¿Está España abocada a recibir ayuda? La prima de riesgo de España, que mide el diferencial entre el bono español a diez años y el alemán del mismo plazo, ha cerrado la sesión con un ligero aumento, pero suficiente como para marcar un nuevo máximo histórico en 459 puntos básicos, con la rentabilidad en el récord de 6,34%. Los males que acechan con una prima por encima de los 450 puntos básicos.
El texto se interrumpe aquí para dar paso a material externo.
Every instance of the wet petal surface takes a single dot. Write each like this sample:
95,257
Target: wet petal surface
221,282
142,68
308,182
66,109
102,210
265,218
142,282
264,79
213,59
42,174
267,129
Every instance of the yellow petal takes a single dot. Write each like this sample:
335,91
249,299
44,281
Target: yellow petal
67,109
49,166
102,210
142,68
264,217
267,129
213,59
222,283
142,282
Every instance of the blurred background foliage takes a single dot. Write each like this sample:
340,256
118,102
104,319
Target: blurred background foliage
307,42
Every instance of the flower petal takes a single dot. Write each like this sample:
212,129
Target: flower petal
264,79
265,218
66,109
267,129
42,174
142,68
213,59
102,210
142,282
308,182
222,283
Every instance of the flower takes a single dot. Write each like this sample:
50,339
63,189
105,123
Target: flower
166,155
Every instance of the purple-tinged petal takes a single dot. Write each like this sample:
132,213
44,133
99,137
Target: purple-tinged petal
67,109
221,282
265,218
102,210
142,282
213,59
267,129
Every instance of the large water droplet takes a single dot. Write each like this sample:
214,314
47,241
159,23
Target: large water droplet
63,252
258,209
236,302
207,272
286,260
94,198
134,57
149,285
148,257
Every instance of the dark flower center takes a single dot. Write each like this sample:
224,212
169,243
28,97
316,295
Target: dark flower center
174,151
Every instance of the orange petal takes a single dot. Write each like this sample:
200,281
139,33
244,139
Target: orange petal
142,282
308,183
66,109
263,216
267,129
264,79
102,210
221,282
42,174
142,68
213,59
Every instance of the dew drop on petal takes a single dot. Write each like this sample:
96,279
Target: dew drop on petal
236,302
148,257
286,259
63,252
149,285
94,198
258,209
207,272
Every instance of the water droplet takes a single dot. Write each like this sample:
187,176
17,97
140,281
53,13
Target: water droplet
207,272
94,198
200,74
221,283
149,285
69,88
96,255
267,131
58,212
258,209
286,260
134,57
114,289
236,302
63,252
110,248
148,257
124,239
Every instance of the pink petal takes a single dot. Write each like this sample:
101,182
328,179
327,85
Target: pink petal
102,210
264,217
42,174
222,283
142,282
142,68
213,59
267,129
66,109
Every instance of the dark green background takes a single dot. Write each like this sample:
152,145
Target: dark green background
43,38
El mercado secundario de renta fija ha vivido hoy una sesión muy volátil. Las primas de riesgo de España, Italia y Francia arrancaron la jornada con subidas, que según los operadores fueron frenadas gracias a las intervención del Banco Central Europeo (BCE). El efecto de las compras de la institución duró poco, porque el riesgo país de los periféricos de la zona euro recuperó la tendencia alcista al mediodía.
Finalmente, la prima de riesgo de Italia ha terminado el día en los 519 puntos, con la rentabilidad en el 6,98%. Mientras que la de Francia cerró al mismo nivel que ayer: 190 puntos y rendimientos al 3,68%.
A corto plazo, el BCE está acaparando toda la atención. De forma pragmática, es el único agente que, en estas circunstancias, puede ejercer de séptimo de caballería y acudir al rescate. ¿De qué modo? Incrementando de forma contundente sus compras de deuda periférica y desterrando de su vocabulario alusiones a que el programa de adquisición de bonos es "limitado" y "temporal".
Alemania ha impuesto su disciplina y los gobiernos tecnócratas se abren paso para ejecutar las reformas solicitadas. Ahora bien, ¿quién va a comprar deuda española o italiana? La austeridad y los recortes no son la medicina definitiva y Europa sigue necesitando acuerdos y soluciones imposibles de alcanzar en un puñado de meses.
Las preocupaciones del mercado
"La crisis de deuda en Europa se ha extendido en los últimos días a la práctica totalidad de países de la zona euro con la excepción de Alemania. El hecho de que un país cuya solvencia está fuera de duda como Francia haya visto aumentar su diferencial con Alemania hasta los 200 puntos básicos es difícil de explicar en términos racionales", señala Nicolás López de M&G Valores.
"Un creciente temor a la incapacidad de la zona euro de resolver los problemas parece extenderse y está llevando a los inversores a huir de todos los bonos europeos que no sean los alemanes", añade.